In fairness to younger gamers, I find many old RPGs hard to get into now too. It's not graphics. It's not GUI. It's just I've seen it all before, as far as fantasy goes. Tolkien was the peak of fantasy; no game has ever captured the genre to the degree he made it, or to the degree Peter Jackson's film adaptations manifested it as cinema, and *generic fantasy setting #4055* can be laboriously dull by comparison. They rely on the afterglow of Tolkien, adding no life of their own. It's a lot to expect people to invest 40-80 hours into, when you realise there is nothing profound behind the wood housing that evokes the master's superior work. Many RPGs were not worth it back then, in the 1990s, either. It's just we didn't know better, and stuck with things thinking they would improve, as kids, with spare time, lacking experience in how commercial entertainment often wastes your time. Like 'prestige' television that drags 6 episodes worth of material across 6 seasons, RPGs overstay their welcome easily if they don't make their case quickly, and keep making it therein. We are wise to the JJ Abrams 'mystery box' method of nihilistically exploiting the audience, and turn it off quickly if it seems like that shit in game form. Ignoring Codex-beloved classics, we are talking about the other 98% of the genre here.
It's these generic 'Neverwinter Nights' tier games that modern RPGs are emulating too. Rather than trying to be exceptional experiences like 'Vampire: The Masquerade - Redemption' or 'Planescape: Torment', that actually add some energy into the system. Things like 'Solasta: Crown of the Magister' or 'Pillars of Eternity' are, for all their pretty production values, unexceptional.

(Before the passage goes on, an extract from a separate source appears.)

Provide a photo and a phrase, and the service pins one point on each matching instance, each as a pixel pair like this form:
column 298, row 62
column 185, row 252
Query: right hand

Resident Evil 1, Dino Crisis 1, Tomb Raider 1, Star Wars: Dark Forces 1, Star Trek: Judgement Rites, Metroid Prime 1, Super Metroid, AvP 1, Doom 1, Thief 1, etc, don't suffer from this. Those games say what they mean, concisely, then leave while you still want more. They feel visceral and immediate. It's an RPG specific thing. Incidentally, you can believe you are killing hundreds in Doom; it's you aiming, after all; with some luck, one guy could massacre a horde one-by-one, with a gun. In an RPG, the logistics of what you are doing sometimes become absurd.